“Boundaries define us. They define what is me and what is not me. A boundary shows me where i end and someone else begins, leading me to a sense of ownership. Knowing what I am to own and take responsibility for gives me freedom. Taking responsibility for my life opens up many different options. Boundaries help us keep the good in and the bad out. Setting boundaries inevitably involves taking responsibility for your choices. You are the one who makes them. You are the one who must live with their consequences. And you are the one who may be keeping yourself from making the choices you could be happy with. We must own our own thoughts and clarify distorted thinking.”
Boundaries: When to Say Yes, How to Say No, to Take Control of Your Life is a self-help book by Henry Cloud and John Townsed. In the book, the author shares what boundaries mean and how boundaries will lead you to a more successful life.
Boundaries begins by chapter titled ‘A Day in the Boundaryless Life’. It describes Sherri. Sherri works in Human Resources. At work, she gets a call from Lois. Her friend and she is always there for her but Lois is always in trouble and never listens to Sherri. Then at work, Sherri’s boss asks her again to proofread something for him because she is so dependable and can take on a lot of extra tasks.
Later at home, Sherri is having dinner with her family and phone rings. Sherri wants to dismiss it but then answers the call because what if it is something important. On phone, her local church representative asks if she can become a volunteer coordinator for the weekend retreat. Now Sherri has been looking to the weekend retreat to get some alone time but then another thought crosses her mind. Is she a good Christian if she would not help her Christian community in need. At the same time, family dinner has been disrupted.
Later, in the book, Sherri receives a call from her mother. She insists coming over after work. Sherri tries to say that this is not convenient because she needs to prepare a Halloween costume for the kids. As a result of Sherri’s boundaryless life, she feels exhausted, unhappy, her family is falling apart and she cannot cope with all of the tasks at work.
“We can’t manipulate people into swallowing our boundaries by sugarcoating them. Boundaries are a “litmus test” for the quality of our relationships. Those people in our lives who can respect our boundaries will love our wills, our opinions, our separateness. Those who can’t respect our boundaries are telling us that they don’t love our nos. They only love our yeses, our compliance. “I only like it when you do what I want.”
I think this is one of the best books I have ever read in my life. It describes 3 kinds of boundaries: physical, emotional and spiritual. Physical boundaries are simple. Think of where you live. You have your own apartment or a house and people would not enter your house without knocking and you allowing them in. Your neighbors or strangers would also not cross into your yard without a good reason because they know it is your physical territory.
Emotional boundaries are much harder. This is the ability to become emotionally attached to others without losing your own sense of freedom. It is for example, the ability to say no to others without fear of losing their affection and or the ability to be emotionally attached to others, yet without giving up a sense of self and one‘s freedom to be apart. Or accepting when other people say no to you. It might sounds easy in written but I struggle a lot with these and I know a lot of other people do too.
This book also describes spiritual boundaries. I am an atheist so for me it was something that made this book quite difficult to listen to because the author would constantly site the bible. However, I was able to put this aside and focus on the message. Religion too is a relationship to a higher entity. And even if I am not religious, many of our societies are and question daily what it means to be a good Christian. How much should you sacrifice to make other people happy. How much should you bear? And I think it connects a lot with what it means to be a good person.
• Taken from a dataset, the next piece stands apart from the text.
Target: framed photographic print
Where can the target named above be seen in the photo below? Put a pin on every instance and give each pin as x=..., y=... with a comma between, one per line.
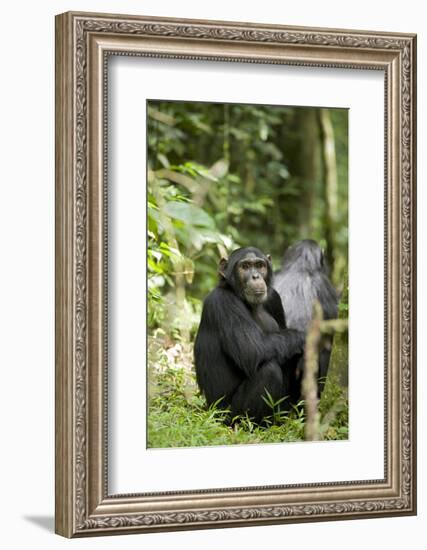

Boundaries makes it clear what boundaries are and how they work in family, with your friends, with your partner, your children, at work, with God and it even has a chapter focused on the Digital Age. How do you set apart your personal time and your work time. Or how much time did you spend today mindlessly looking at your screen? It also describes what healthy boundaries should look like and how you can develop them.
This was a great read. I have had some trouble with setting boundaries with my family because often my no was not respected or completely ignored. All the bible citations and author’s explanations almost caused me to want to become religious so I did not find it too troublesome. I would rate this book:
“Boundaries help us to distinguish our property so that we can take care of it. They help us to “guard our heart with all diligence.” We need to keep things that will nurture us inside our fences and keep things that will harm us outside.”
How-To Read Boundaries
1. I think this book will improve your life a lot.Christian or non-Christian, you should read this.
2. A lot of people do not know how to say no because we fear how other people would react. If you have healthy boundaries, this is not something to fear.
3. Outside this book, I recommend therapy if you struggle with your mental health, your relationships and boundaries.
What are you reading? Have you read this? Thoughts?